So first the cat gets hit by a car, which means a trip to the emergency vet in Maumelle in the wee hours and then back in the a.m. to get him to his real vet to learn just what is meant by “It costs an arm and a leg” and then to the Christmas tree place to pick out the perfect tree but wait must return home to get the tree stand and then go back at the Christmas tree place to find the perfect tree has been mistakenly sold, but the folks are nice and we get to choose another tree and they even put it in the tree stand so this year we won't be hooking it up to the window with fishing line, hurrah, so back home with tree and also garland we picked up and we arrive and see our yard with new eyes, that is, it's knee deep in leaves and there's not point in decorating the door if you can't see it for the leaves so those have to be raked first and bagged and put on the corner and only then can the garland go up, but first you have to untangle the lights and find the ones that are still good or at least part of the strand is good so you can wrap them around the garland while you're on top of a ladder in gale force winds, but you survive that and begin the indoor cleaning because you can't put up a tree and decorate the mantel when the whole house is covered in dog hair and other detritus, like a month of mail on the dining room table that hasn't been waxed or otherwise wiped off since the Mayflower landed so you get out the vacuum cleaner and the dust cloth and a basket to pile all the stuff in and finally, the room is ready to decorate so it's up to the attic to get the eight boxes of ornaments and mantel stuff and wrapping paper and it's down again, many trips, to the living room where you can finally start decorating the tree, but by then you're exhausted and it's time to get a little sleep before the Christmas bird count the next day at all the scenic minnow ponds in Lonoke and only after that can you start on the tree, which by golly has not fallen over, and about three hours later, the angel is on top, the aluminum hash pipe makes its 40th anniversary appearance on a small limb in the back, the ornaments are hanging on barely, the dog has wagged off only a few from the bottom and it's done and you're ready for the holiday, and it's going to be a good one because the cat survived but it's going to be a lean one because the cat survived. Merry Christmas, right?
Driving back from a friend's Christmas party out in the sticks near Roland last Saturday night, The Observer hit a skunk. The night was clear and chilly, but for whatever reason we had the window down on our pickup truck and an elbow jutted out the window, listening to the radio and enjoying the world. Now our granddaddy always told us to avoid the urge to swerve if anything on four legs darted out in front of us — better to lose a few karma points by killing an animal than to take the chance of crashing ourselves. But when we saw that it was a skunk toddling into the cone of our headlights, our nose screamed “Swerve, you idiot! Swerve!” We swerved, the tail end of Le Ford Peekup swinging out just enough on the rebound to scare the hell out of the driver. Even at that, we somehow managed to smush the hell out of the skunk with both our front and back wheels. Hasta La Vista, Pepe le Pew.

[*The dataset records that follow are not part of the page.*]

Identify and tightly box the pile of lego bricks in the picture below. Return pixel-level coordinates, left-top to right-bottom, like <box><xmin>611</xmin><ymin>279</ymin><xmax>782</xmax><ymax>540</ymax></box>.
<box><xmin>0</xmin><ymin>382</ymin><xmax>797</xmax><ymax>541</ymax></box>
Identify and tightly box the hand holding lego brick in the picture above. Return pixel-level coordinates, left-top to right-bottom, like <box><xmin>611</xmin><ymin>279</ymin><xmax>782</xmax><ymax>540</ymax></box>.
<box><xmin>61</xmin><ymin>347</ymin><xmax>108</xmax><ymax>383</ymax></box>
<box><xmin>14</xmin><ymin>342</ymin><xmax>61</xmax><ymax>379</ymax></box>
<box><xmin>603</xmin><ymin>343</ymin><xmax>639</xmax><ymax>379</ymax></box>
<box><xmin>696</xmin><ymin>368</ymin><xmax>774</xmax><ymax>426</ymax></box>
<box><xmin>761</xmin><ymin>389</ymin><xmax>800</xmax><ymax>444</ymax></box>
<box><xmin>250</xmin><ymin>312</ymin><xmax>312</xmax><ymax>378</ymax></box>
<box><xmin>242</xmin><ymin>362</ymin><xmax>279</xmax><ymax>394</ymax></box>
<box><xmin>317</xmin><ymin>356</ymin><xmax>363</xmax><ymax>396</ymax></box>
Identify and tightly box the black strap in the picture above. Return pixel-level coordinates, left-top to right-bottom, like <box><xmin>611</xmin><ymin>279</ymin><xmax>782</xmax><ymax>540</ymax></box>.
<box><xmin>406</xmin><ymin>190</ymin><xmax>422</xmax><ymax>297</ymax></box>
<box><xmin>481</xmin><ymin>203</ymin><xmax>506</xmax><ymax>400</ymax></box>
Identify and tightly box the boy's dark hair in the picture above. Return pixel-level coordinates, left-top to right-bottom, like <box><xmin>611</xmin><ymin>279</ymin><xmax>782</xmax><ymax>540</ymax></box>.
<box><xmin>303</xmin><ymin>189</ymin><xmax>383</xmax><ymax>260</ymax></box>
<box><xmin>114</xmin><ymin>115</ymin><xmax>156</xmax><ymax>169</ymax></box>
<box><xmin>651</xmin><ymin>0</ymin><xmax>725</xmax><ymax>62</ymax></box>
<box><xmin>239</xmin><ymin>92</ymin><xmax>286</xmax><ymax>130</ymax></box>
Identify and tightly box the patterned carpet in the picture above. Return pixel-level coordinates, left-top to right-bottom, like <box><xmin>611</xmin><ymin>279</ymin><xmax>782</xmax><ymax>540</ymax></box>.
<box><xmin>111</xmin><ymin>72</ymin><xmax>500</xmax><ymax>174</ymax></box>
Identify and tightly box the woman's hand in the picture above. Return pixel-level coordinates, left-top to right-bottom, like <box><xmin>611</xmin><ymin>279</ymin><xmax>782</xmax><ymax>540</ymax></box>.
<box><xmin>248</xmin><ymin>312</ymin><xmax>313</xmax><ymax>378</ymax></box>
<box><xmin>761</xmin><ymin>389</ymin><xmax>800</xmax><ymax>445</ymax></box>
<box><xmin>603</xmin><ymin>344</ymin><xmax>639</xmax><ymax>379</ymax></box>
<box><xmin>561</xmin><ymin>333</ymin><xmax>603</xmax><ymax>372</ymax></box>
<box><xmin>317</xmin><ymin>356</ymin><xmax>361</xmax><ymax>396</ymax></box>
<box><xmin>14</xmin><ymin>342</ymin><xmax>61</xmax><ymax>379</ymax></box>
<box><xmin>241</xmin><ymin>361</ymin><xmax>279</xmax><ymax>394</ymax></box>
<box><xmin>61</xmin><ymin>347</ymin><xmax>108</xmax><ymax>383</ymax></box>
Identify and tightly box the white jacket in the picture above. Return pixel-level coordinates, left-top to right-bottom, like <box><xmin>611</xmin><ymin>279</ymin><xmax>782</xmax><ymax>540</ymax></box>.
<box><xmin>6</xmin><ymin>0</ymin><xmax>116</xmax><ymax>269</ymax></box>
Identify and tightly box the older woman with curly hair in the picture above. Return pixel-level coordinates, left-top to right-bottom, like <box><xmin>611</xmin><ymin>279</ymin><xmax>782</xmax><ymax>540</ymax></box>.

The good news is, we didn't have the horrific roll-over that we had envisioned in the split second before we swerved. The bad news is, this particular skunk had apparently just been to the local skunk bar, where he had downed a few beers, then a few shots of tequila, and maybe a couple quarts of water. What we're saying is: he was juicy.

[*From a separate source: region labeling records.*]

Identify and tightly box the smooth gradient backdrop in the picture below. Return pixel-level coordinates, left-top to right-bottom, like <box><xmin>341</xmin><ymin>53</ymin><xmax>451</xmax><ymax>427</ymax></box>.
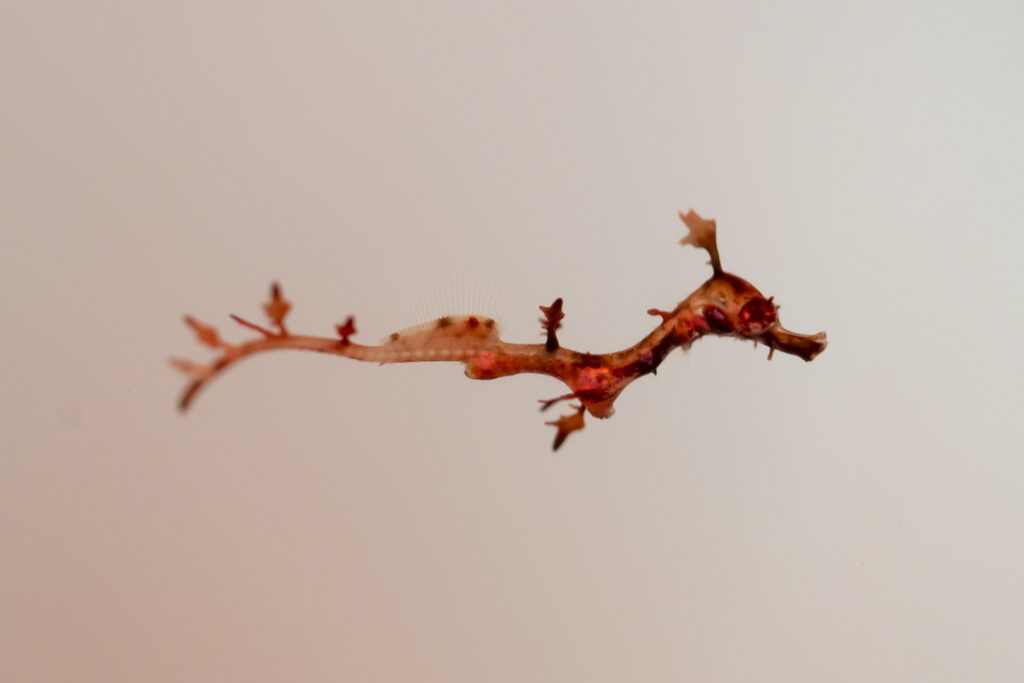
<box><xmin>0</xmin><ymin>0</ymin><xmax>1024</xmax><ymax>683</ymax></box>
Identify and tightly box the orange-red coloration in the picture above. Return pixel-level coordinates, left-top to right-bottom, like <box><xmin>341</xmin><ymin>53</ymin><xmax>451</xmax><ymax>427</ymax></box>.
<box><xmin>172</xmin><ymin>210</ymin><xmax>827</xmax><ymax>450</ymax></box>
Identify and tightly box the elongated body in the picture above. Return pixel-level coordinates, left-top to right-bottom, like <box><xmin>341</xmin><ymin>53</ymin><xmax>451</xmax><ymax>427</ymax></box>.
<box><xmin>173</xmin><ymin>211</ymin><xmax>827</xmax><ymax>449</ymax></box>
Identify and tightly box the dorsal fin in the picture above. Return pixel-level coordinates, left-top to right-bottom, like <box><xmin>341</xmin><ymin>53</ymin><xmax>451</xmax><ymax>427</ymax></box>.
<box><xmin>381</xmin><ymin>315</ymin><xmax>498</xmax><ymax>349</ymax></box>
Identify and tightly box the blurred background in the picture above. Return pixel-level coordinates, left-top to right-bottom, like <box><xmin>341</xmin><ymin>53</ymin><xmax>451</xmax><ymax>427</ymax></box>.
<box><xmin>0</xmin><ymin>0</ymin><xmax>1024</xmax><ymax>682</ymax></box>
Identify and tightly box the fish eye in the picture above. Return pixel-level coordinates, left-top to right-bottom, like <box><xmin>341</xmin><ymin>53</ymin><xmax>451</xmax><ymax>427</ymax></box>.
<box><xmin>739</xmin><ymin>297</ymin><xmax>778</xmax><ymax>334</ymax></box>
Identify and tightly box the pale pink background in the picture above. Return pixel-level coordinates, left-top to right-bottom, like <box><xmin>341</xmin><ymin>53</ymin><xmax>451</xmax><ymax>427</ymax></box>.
<box><xmin>0</xmin><ymin>0</ymin><xmax>1024</xmax><ymax>683</ymax></box>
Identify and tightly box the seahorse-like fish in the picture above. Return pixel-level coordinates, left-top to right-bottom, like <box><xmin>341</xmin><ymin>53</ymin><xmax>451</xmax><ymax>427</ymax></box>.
<box><xmin>172</xmin><ymin>210</ymin><xmax>827</xmax><ymax>450</ymax></box>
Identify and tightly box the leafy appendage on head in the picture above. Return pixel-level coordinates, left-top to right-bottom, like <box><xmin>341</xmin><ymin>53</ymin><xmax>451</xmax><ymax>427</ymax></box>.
<box><xmin>679</xmin><ymin>209</ymin><xmax>722</xmax><ymax>275</ymax></box>
<box><xmin>538</xmin><ymin>297</ymin><xmax>565</xmax><ymax>351</ymax></box>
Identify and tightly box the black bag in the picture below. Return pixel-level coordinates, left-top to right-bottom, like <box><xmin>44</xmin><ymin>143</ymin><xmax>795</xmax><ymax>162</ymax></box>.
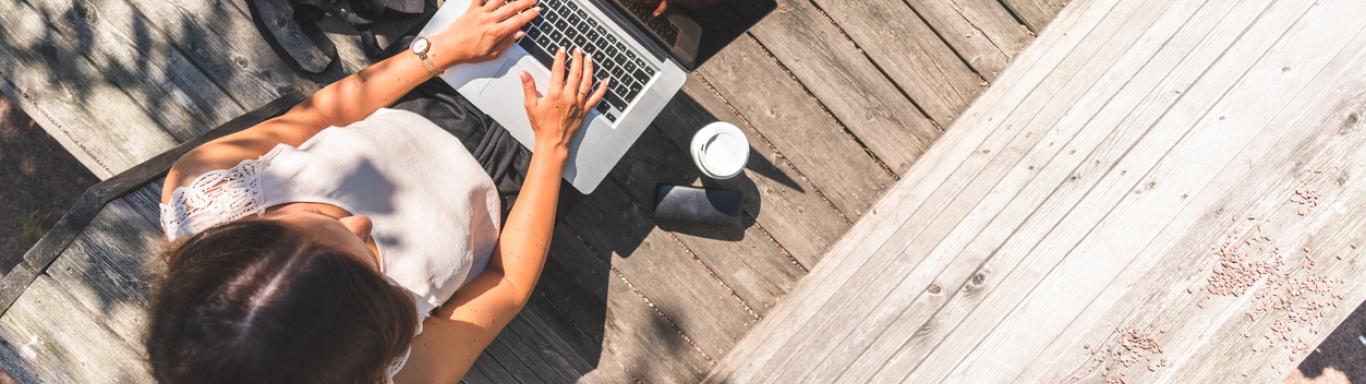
<box><xmin>246</xmin><ymin>0</ymin><xmax>437</xmax><ymax>83</ymax></box>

By the time The Observer got home — all the way across town — some 20 minutes later, the tissue we'd stuffed up our schnozz had completely stopped working, and the skunk-stink had seeped into our pores. Eyes burning and stomach boiling, we parked waaaay up the street from The Observatory. Then we staggered away, praying for a good, hard rain. The skunk, we've found, is an instant karma kind of animal.